For Robertson, being part of Yale’s innovation ecosystem was essential to starting Keeper, from winning the Thorne Prize at Startup Yale to the mentorship of  Kaakpema “KP” Yelpaala, an entrepreneur and public health practitioner who is now the faculty director of YSPH’s Future of Health Innovation Hub, an initiative that translates science into scalable solutions for healthier societies.

After graduating from Yale, Robertson continued his work on Keeper in New Haven. And it has continued to grow. Today, the startup serves anyone who needs help accessing social services, not just older adults. 

A year ago, Keeper launched a pilot product, an AI assistant developed by Robertson and his team, which gives people access to personalized guidance for eligible resources from government, nonprofits, and local communities. The public-facing tool is synced up with the United Way of Connecticut’s vetted database of resources — such as housing, food assistance, and transportation — and trained on its operational protocols. Any cases that the AI assistant can’t resolve are escalated to a human.

But the technology is making remarkable advances. The AI assistant can be seen on the bottom right-hand corner of the United Way of Connecticut’s 211 website. When users click on “Ask 211,” they can chat with the AI assistant, helping them identify the root cause of their issues and suggesting resources on their eligibility. The AI assistant does more than help locate the resources; they also guide users through every step of accessing them. 

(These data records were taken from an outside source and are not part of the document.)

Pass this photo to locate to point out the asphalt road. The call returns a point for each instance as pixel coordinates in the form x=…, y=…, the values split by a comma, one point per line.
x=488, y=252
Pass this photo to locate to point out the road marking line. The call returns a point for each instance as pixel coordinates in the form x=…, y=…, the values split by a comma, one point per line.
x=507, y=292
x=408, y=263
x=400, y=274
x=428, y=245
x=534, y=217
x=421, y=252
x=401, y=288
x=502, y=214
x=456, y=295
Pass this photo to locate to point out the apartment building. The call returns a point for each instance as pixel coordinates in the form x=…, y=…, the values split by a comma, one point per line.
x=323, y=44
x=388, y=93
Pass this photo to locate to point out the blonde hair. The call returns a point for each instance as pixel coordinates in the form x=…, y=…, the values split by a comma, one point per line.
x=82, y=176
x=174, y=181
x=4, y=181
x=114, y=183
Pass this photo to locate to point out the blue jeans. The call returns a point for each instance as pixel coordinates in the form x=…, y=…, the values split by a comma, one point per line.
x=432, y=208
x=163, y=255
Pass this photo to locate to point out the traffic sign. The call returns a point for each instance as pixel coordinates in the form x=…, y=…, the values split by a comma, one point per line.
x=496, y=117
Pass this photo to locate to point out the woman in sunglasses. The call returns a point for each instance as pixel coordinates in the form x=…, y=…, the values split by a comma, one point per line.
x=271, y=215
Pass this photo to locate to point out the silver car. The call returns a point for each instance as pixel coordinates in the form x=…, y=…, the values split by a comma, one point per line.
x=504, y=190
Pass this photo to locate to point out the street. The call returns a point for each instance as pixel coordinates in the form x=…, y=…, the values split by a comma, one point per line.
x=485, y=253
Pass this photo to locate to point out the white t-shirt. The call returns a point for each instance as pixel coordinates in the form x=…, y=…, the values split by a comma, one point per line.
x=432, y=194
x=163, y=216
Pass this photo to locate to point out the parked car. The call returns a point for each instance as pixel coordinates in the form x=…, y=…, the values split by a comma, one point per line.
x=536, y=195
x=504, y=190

“We’re not trying to replace human beings with this,” Robertson said. “But there are some things that AI is better than humans at, like retrieving tons of information. It can sort through it, find just the piece you need, and hand it over.”

Since its pilot product, Keeper has continued to gain momentum. Last year, it was recognized at the Yale Innovation Summit, placing third in the “Health Track.” More recently, Keeper was selected to join the inaugural batch of Elbow Grease, an AI accelerator run by Gutter Capital in New York City. The 8-week program provides first-check investment, one-on-one mentorship with successful founders, and workshops with industry leaders.

Moving forward, Robertson hopes to keep developing AI-powered tools for partner organizations like the United Way of Connecticut.

“Our broader vision is to use the power of AI to strengthen the connection between the social safety net and the people it’s meant to serve,” he said.